I have a flink app (flink version is 1.9.2) which enabled checkpoint function. When I run it in the apache flink platform. I always get the checkpoint failed message: Checkpoint expired before completing.After check the threadDumps of the taskManager during a checkpoint, I found that a thread which contains two operators that request external service was always in runnable state. Below are my design of this operator and the checkpoint configuration. Please help advise how to resolve the issue ?
operator design:
public class OperatorA extends RichMapFunction<POJOA, POJOA> {
private Connection connection;
private String getCusipSourceIdPairsQuery;
private String getCusipListQuery;
private MapState<String, List<POJOX>> modifiedCusipState;
private MapState<String, List<POJOX>> bwicMatchedModifiedCusipState;
@Override
public POJOA map(POJOA value) throw Exception {
// create local variable PreparedStatement every time invoke this map method
// update/clear those two MapStates
}
@Override
public void open(Configuration parameters) {
// initialize jdbc connection and TTL MapStates using GlobalJobParameters
}
@Override
public void close() {
// close jdbc connection
}
}
public class OperatorB extends RichMapFunction<POJOA, POJOA> {
private MyServiceA serviceA;
private MyServiceB serviceB;
@Override
public POJOA map(POJOA value) throw Exception {
// call a restful GET API of ServiceB, get a XML response, about 500 fields in the response.
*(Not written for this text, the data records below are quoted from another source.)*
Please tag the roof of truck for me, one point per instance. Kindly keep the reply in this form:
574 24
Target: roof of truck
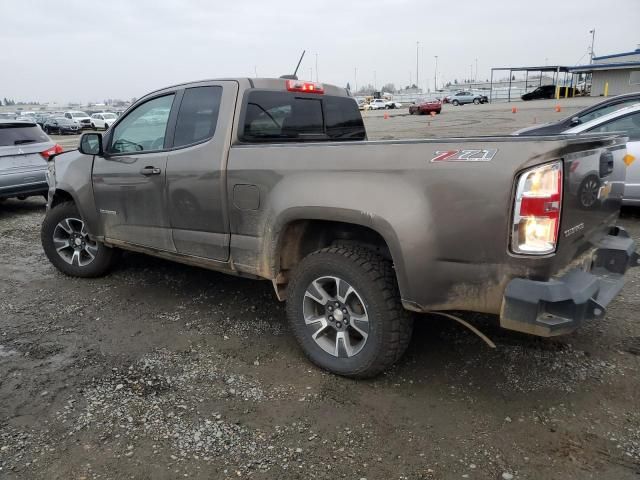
260 83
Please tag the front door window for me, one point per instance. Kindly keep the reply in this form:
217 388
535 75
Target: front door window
144 129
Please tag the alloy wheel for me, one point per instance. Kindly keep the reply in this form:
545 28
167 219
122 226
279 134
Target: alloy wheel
72 242
335 316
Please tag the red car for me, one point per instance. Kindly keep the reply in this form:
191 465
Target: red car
426 106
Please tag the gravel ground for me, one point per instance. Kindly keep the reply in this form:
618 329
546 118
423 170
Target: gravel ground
164 371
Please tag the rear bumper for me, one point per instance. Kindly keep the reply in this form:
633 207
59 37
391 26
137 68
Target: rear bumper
562 304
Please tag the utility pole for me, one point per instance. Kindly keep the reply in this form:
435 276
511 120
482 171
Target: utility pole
435 76
355 76
417 62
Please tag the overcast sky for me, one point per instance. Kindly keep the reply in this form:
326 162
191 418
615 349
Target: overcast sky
89 51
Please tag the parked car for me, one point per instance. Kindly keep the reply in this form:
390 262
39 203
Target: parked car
627 121
103 120
375 104
461 98
545 91
24 151
81 118
41 118
590 113
426 106
61 126
274 179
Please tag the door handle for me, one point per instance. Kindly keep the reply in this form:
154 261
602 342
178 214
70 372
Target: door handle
147 171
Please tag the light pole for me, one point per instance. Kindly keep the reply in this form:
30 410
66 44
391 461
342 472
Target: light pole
435 75
355 77
417 60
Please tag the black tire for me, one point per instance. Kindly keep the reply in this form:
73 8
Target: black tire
104 257
390 325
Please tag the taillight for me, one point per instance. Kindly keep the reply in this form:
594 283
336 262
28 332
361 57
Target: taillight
52 151
536 216
306 87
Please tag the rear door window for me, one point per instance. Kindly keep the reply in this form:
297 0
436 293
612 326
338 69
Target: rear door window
21 134
198 115
606 109
283 116
629 124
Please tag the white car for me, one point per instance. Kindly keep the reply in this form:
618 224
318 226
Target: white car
81 118
103 120
625 120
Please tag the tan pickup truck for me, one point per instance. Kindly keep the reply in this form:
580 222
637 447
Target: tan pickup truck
274 179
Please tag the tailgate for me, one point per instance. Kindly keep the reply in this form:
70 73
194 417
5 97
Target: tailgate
594 175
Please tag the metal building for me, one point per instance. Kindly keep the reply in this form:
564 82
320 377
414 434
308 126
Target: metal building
613 74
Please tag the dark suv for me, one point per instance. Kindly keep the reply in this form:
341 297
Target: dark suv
599 109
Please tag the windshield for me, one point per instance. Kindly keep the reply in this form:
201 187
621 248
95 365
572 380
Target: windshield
21 134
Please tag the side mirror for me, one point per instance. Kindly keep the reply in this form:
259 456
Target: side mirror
91 144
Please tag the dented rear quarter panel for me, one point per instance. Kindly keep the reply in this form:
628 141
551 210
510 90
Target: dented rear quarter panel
447 224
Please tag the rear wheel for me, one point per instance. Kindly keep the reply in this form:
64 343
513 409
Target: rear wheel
68 246
344 308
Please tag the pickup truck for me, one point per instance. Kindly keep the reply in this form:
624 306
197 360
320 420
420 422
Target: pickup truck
275 179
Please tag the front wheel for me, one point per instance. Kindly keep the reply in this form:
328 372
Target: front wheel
344 308
69 247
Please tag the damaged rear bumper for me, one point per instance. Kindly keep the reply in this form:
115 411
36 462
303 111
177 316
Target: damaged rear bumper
560 305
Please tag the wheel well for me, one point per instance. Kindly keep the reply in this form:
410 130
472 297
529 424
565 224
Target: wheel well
302 237
61 196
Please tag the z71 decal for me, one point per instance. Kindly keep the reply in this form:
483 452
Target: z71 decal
485 155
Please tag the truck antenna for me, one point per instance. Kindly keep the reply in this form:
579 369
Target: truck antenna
294 76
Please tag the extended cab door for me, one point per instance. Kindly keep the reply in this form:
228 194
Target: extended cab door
196 166
129 181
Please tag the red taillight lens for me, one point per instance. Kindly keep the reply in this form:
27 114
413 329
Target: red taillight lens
306 87
536 216
52 151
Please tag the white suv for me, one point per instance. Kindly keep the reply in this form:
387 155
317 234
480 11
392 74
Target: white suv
79 117
103 120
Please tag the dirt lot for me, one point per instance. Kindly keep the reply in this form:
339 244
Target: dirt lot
163 371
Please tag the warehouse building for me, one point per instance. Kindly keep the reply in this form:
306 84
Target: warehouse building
613 74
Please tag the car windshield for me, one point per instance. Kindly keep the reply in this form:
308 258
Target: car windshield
21 134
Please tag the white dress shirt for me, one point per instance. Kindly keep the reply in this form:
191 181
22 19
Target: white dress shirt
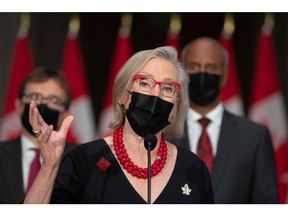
28 155
213 128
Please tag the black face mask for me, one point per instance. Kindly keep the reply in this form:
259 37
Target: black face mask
203 88
148 114
50 116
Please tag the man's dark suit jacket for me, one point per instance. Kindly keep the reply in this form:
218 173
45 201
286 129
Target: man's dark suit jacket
11 179
244 169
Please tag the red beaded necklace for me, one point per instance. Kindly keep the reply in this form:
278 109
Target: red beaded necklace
128 165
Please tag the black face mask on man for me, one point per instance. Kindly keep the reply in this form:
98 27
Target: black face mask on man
148 114
50 116
203 88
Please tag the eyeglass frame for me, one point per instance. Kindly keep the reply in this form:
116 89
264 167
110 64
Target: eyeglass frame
178 86
41 98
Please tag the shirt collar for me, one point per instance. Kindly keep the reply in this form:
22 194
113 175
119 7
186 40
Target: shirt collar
214 115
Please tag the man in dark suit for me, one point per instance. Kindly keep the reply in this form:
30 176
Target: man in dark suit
48 88
242 160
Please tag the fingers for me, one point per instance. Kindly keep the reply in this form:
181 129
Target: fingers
66 124
37 123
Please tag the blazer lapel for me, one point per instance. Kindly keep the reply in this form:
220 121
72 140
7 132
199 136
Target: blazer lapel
226 144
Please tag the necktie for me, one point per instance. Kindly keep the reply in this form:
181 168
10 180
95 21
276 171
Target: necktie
204 148
34 168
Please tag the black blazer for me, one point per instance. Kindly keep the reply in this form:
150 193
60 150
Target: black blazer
244 168
11 179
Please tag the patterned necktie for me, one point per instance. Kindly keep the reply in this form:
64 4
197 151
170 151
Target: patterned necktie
204 148
34 168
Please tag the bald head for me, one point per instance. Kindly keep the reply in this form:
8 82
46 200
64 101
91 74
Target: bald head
205 55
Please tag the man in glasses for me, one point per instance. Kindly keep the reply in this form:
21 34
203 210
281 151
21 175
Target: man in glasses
238 153
19 159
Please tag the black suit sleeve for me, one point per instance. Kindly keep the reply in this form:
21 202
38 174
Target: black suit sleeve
265 184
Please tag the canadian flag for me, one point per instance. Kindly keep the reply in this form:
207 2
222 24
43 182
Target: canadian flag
83 128
21 66
230 93
268 106
172 38
123 52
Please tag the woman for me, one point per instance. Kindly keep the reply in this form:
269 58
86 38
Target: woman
149 96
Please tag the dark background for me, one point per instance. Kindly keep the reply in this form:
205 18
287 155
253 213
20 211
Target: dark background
98 34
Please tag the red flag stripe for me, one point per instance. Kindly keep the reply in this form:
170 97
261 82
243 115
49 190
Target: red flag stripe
123 52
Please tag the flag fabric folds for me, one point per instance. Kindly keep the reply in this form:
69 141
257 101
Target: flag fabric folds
22 64
268 108
172 38
123 51
230 93
83 128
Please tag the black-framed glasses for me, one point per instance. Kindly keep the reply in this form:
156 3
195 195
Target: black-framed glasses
167 88
53 102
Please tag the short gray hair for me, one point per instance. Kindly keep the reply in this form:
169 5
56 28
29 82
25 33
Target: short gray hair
125 78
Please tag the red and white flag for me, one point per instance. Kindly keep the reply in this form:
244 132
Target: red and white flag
230 93
268 106
123 52
21 66
172 38
83 128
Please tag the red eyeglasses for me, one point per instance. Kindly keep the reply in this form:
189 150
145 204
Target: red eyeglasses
146 84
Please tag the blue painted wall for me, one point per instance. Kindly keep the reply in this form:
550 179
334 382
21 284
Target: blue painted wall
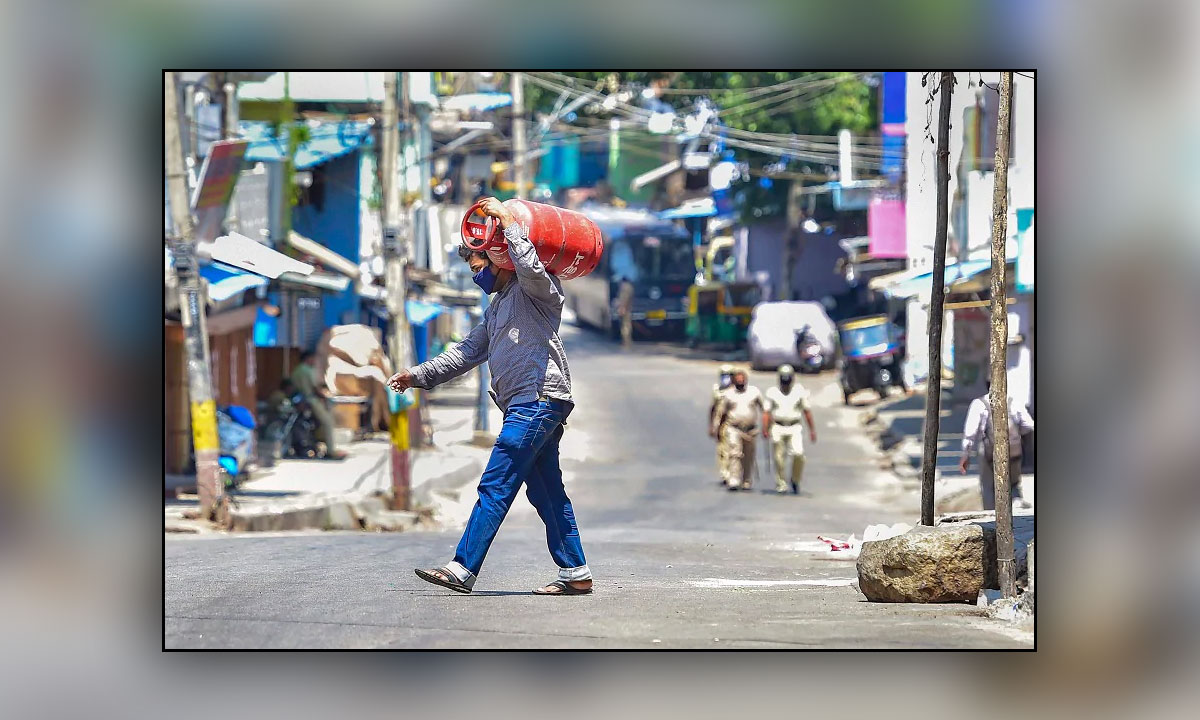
331 217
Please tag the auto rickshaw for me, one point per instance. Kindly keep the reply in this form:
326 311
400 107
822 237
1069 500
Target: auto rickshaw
719 312
871 355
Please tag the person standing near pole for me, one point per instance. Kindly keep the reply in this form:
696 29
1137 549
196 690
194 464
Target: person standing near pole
786 406
981 433
532 385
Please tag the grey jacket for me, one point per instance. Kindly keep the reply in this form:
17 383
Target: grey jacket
519 336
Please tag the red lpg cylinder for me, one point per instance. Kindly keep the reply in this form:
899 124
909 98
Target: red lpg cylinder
568 244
// use serviceA's function to extract the XML document and then populate the value fields.
}
@Override
public void open(Configuration parameters) {
// initialize local jdbc connection and PreparedStatement using globalJobParameters. then use the executed results to initialize serviceA.
// initialize serviceB.
}
}
checkpoint configuration:
Checkpointing Mode Exactly Once
Interval 15m 0s
Timeout 10m 0s
Minimum Pause Between Checkpoints 5m 0s
Maximum Concurrent Checkpoints 1
Persist Checkpoints Externally Disabled
Sample checkpoint history:
ID Status Acknowledged Trigger Time Latest Acknowledgement End to End Duration State Size Buffered During Alignment
20 In Progress 3/12 (25%) 15:03:13 15:04:14 1m 1s 5.65 KB 0 B
19 Failed 3/12 14:48:13 14:50:12 10m 0s 5.65 KB 0 B
18 Failed 3/12 14:33:13 14:34:50 10m 0s 5.65 KB 0 B
17 Failed 4/12 14:18:13 14:27:04 9m 59s 2.91 MB 64.0 KB
16 Failed 3/12 14:03:13 14:05:18 10m 0s 5.65 KB 0 B